Había nadado desde temprano en la tarde, completando rigurosamente su rutina. Estaba satisfecho porque no había bajado el ritmo que se había impuesto desde un principio y porque había logrado enfocarse en los consejos de Mark Spitz para nadar mejor: estirar al máximo los músculos para asir un mayor volumen de agua; arquear la espalda para dejar que el agua corra fácilmente sobre ella; y nunca dejar de patear, pero con mesura.

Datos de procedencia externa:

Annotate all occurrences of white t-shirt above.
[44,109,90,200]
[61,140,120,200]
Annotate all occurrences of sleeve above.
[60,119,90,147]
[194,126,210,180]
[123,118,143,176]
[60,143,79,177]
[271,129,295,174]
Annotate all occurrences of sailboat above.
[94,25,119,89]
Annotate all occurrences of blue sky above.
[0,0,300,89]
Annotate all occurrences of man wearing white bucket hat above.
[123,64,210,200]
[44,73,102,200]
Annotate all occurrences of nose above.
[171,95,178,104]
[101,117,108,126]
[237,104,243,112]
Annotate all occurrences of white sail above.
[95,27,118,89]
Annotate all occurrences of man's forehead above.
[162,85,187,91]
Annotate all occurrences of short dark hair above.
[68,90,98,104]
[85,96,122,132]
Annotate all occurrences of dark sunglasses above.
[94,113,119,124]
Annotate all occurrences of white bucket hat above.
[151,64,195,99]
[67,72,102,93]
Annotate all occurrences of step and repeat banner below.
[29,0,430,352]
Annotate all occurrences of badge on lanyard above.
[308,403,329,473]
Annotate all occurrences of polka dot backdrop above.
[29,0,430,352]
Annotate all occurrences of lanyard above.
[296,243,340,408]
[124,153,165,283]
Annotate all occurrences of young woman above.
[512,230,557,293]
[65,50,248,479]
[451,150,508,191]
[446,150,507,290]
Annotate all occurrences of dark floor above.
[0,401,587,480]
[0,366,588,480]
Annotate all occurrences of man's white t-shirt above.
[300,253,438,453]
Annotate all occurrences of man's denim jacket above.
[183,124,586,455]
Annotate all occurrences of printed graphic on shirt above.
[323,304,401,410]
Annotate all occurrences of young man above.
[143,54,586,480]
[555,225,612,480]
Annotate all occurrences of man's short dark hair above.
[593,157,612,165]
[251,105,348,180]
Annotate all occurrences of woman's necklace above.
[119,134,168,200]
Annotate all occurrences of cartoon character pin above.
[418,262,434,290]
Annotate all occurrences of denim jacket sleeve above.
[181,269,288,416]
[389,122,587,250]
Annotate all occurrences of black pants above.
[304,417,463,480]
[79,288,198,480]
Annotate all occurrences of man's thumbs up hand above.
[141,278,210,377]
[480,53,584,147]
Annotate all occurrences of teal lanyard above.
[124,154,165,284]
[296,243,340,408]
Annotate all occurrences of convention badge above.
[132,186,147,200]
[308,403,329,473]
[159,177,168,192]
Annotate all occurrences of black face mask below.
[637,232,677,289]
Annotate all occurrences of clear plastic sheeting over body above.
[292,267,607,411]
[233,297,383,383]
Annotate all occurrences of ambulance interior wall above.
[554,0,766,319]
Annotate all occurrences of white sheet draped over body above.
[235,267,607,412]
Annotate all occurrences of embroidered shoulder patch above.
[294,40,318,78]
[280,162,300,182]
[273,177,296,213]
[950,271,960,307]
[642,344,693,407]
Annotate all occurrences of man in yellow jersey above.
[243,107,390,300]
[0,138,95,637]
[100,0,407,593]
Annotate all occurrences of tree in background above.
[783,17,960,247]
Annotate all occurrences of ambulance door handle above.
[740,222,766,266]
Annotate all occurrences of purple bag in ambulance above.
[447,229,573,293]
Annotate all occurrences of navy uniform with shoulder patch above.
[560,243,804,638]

Le gustaba escuchar el chapaleo de sus brazos sobre el agua cada vez que arremetía vigorosamente sobre el espejo de la piscina. También le gustaba observar cómo su nariz expulsaba burbujas filiformes cada vez que exhalaba aire de sus pulmones.
Unos pocos minutos en el agua eran suficientes para que él entendiera que se estaba fabricando una especie de nirvana a base de brazadas y respiración rítmica. Eran momentos de paz intensa y de emoción también.
Sumergido en la bóveda silente de la piscina podía entender con claridad algunas cosas: que el tiempo y el espacio son nociones extremadamente frágiles; que el aquí y el ahora son conceptos mucho más reales y concretos; que respirar es el acto humano más sencillo y, a la vez, más poderoso que existe.
A medida que avanza su rutina, el nadador se mimetiza más con el manto envolvente del agua. En medio de ese ambiente líquido, el nadador vuelve tal vez a sus orígenes y se recrea en ellos. Entiende por qué el agua es una sustancia tan importante para la vida; comprende por qué nuestro destino siempre estará ligado a ella.
‘El agua cura hasta las penas’, solía decir la abuela del nadador. Sólo después de nadar doscientos largos seguidos, él está en capacidad de entender el verdadero sentido de aquellas palabras.
Es que el agua hace más llevadero el agotamiento físico y alivia las dudas que a veces le asaltan sobre si será capaz de terminar lo que se ha propuesto. Cada bocanada de aire y las estelas de agua que se van formando a su alrededor moderan ese cansancio y convierten al nadador en una persona más resuelta.
Los dos últimos largos son lo mejor de todo. El nadador está feliz de haber sido capaz de llevar su organismo a un nivel tan alto de exigencia física y que su cabeza no se haya dejado distraer por el temor y se haya concentrado únicamente en el proceso de nadar y respirar. Al final, ya fuera del agua, el nadador mira de nuevo la superficie tersa de la piscina.
Después de tantos chapaleos y brazadas, después de tantas corrientes y olas desplazadas, el agua vuelve a su habitual placidez. Es de noche ya y casi no queda gente en las instalaciones. El nadador inicia su último esfuerzo del día: se dirige a las duchas y luego a los vestidores. Volverá mañana.